8 Bo jakom począł mówić, wołam, dla gwałtu i spustoszenia krzyczę; bo mi słowo Pańskie jest ku pohańbieniu i na pośmiech każdy dzień.
Jer kad god progovorim, moram vikati, naviještati moram: “Nasilje! Propast!” Doista, riječ mi Jahvina postade na ruglo i podsmijeh povazdan.
9 I rzekłem: Nie będę go wspominał, ani będę więcej mówił w imieniu jego; ale słowo Boże jest w sercu mojem, jako ogień pałający, zamkniony w kościach moich, którym usiłował zatrzymać, alem nie mógł.
I rekoh u sebi: neću više na nj misliti niti ću govoriti u njegovo ime. Al' tad mi u srcu bi kao rasplamtjeli oganj, zapretan u kostima mojim: uzalud se trudih da izdržim, ne mogoh više.
10 Chociaż słyszę urąganie od wielu i od Magor Missabiba, mówiących: Powiedzcie co nań, a oznajmiemy to królowi. Wszyscy przyjaciele moi czyhają na upadek mój, mówiąc: Aza snać zwiedziony będzie, i przemożemy go, a pomścimy się nad nim.
Čuh klevete mnogih: “Užas odasvud! Prijavite! Mi ćemo ga prijaviti.” Svi koji mi bijahu prijatelji čekahu moj pad. “Možda ga zavedemo, pa ćemo njim ovladati i njemu se osvetiti!”
11 Aleć Pan jest ze mną, jako mocarz straszny; przetoż ci, którzy mię prześladują, upadną, a nie przemogą; bardzo będą pohańbieni, że sobie niemądrze poczęli, hańba ich wieczna nie będzie zapamiętana.
Sa mnom je Jahve kao snažan junak! Zato će progonitelji moji posrnuti i neće nadvladati, postidjet će se veoma zbog poraza, zbog nezaboravne vječne sramote.
12 Przetoż, o Panie zastępów! który doświadczasz sprawiedliwego, który wypatrujesz nerki i serce, niech widzę pomstę twoję nad nimi; tobiem zaiste odkrył sprawę moję.
O Jahve nad Vojskama, koji proničeš pravednika i vidiš mu bubrege i srce, daj da vidim kako im se osvećuješ, jer tebi povjerih parnicu svoju.
13 Śpiewajcież Panu, chwalcie Pana, że wybawił duszę ubogiego z ręki złośników.
Pjevajte Jahvi, hvalite Jahvu, jer on izbavi dušu sirote iz ruku zlikovaca.
14 Przeklęty dzień, w którym się urodził; dzień, którego mię porodziła matka moja, niech nie będzie błogosławiony.
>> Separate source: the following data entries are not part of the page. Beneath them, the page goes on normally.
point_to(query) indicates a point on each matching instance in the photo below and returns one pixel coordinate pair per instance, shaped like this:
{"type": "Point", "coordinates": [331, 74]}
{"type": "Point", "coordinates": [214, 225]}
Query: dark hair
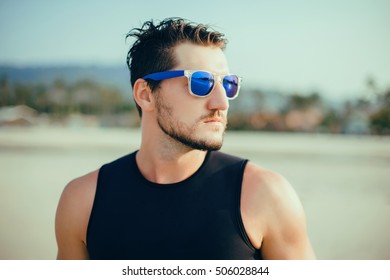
{"type": "Point", "coordinates": [153, 49]}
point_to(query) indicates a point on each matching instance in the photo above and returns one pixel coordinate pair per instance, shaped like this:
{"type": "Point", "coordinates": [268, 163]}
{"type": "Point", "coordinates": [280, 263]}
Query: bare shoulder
{"type": "Point", "coordinates": [269, 188]}
{"type": "Point", "coordinates": [273, 215]}
{"type": "Point", "coordinates": [72, 217]}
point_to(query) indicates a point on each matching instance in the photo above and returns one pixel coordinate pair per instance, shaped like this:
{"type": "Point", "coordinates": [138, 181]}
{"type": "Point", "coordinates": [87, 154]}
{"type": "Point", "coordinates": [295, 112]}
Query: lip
{"type": "Point", "coordinates": [213, 120]}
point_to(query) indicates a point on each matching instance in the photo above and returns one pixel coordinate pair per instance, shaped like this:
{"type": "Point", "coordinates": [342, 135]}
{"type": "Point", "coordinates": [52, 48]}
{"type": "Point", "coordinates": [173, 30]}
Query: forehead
{"type": "Point", "coordinates": [189, 56]}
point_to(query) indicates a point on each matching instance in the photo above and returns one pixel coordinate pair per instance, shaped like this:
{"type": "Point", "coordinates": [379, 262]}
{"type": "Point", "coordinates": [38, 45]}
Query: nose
{"type": "Point", "coordinates": [217, 99]}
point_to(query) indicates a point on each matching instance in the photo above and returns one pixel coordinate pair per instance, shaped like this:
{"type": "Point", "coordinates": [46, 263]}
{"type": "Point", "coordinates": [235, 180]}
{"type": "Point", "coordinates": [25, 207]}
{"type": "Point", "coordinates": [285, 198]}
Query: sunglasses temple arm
{"type": "Point", "coordinates": [159, 76]}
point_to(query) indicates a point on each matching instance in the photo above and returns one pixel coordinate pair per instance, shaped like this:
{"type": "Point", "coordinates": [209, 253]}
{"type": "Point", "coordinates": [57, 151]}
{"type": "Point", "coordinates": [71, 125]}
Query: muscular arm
{"type": "Point", "coordinates": [72, 217]}
{"type": "Point", "coordinates": [273, 216]}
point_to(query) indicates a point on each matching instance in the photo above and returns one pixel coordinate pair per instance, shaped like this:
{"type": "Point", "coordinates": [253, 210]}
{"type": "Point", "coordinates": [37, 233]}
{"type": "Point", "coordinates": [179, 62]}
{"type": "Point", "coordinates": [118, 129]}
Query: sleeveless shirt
{"type": "Point", "coordinates": [195, 219]}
Proklet bio dan kad se rodih, dan kad me rodi majka moja ne bio blagoslovljen!
15 Przeklęty mąż, który oznajmił ojcu memu, mówiąc: Urodziłoć się dziecię płci męskiej, aby go bardzo uweselił.
Proklet bio čovjek koji ocu mom dojavi: “Rodio ti se sin, muškić!” i time mi oca obradova.
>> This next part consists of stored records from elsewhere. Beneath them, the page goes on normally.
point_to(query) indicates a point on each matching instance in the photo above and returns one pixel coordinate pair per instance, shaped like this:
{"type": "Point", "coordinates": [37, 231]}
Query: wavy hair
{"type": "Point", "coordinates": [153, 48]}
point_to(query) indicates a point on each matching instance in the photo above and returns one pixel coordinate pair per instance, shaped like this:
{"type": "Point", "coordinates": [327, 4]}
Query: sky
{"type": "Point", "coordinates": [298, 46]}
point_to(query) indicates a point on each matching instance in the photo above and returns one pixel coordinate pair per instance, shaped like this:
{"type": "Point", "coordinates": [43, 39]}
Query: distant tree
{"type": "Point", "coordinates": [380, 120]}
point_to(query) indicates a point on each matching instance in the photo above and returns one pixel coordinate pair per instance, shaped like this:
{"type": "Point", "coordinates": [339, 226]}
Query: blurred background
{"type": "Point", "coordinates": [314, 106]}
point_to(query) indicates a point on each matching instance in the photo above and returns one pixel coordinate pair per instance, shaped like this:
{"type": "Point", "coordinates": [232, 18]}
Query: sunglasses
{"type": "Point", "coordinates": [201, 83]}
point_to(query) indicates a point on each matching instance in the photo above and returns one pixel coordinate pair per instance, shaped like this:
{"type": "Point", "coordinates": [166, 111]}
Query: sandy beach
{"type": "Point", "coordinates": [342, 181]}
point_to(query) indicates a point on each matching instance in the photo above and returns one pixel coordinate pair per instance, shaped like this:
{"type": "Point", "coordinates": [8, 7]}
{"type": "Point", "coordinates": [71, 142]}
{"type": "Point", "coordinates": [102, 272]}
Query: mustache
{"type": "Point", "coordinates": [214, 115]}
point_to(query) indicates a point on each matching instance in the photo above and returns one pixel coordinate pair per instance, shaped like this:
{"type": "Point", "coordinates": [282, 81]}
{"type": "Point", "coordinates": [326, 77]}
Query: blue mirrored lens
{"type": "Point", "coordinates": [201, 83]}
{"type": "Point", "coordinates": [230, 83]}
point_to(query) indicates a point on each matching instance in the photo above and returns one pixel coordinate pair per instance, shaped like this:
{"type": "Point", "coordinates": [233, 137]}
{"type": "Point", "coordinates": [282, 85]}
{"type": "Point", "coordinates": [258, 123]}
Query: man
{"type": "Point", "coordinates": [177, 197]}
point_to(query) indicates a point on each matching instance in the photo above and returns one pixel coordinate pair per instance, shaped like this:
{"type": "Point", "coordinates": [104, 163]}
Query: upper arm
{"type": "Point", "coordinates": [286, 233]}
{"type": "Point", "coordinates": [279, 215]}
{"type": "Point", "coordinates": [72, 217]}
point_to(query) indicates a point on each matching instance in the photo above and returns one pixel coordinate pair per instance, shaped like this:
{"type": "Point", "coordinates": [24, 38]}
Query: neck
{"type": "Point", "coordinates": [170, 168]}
16 Niechże będzie on mąż jako miasta, które Pan podwrócił, a nie żałował tego; niech słyszy krzyk z poranku, i narzekanie czasu południa.
Tom čovjeku bilo kao gradovima što ih Jahve nemilice razvali; već u cik zore čuo zapomaganje i poklike bojne u podne,
17 O że mię nie zabił zaraz z żywota! Oby mi była matka moja grobem moim, a żywot jej wiecznie brzemiennym!
jer me ne pogubi u majčinoj utrobi da bi majka bila moj grob, da bi joj utroba dovijeka ostala trudna!
18 Przeczżem wyszedł z żywota, abym doznał pracy i smutku, a żeby dni moje w hańbie strawione były?
O, zašto izađoh iz majčina krila? Da vidim jad i nevolju i u sramoti da dokončam dane!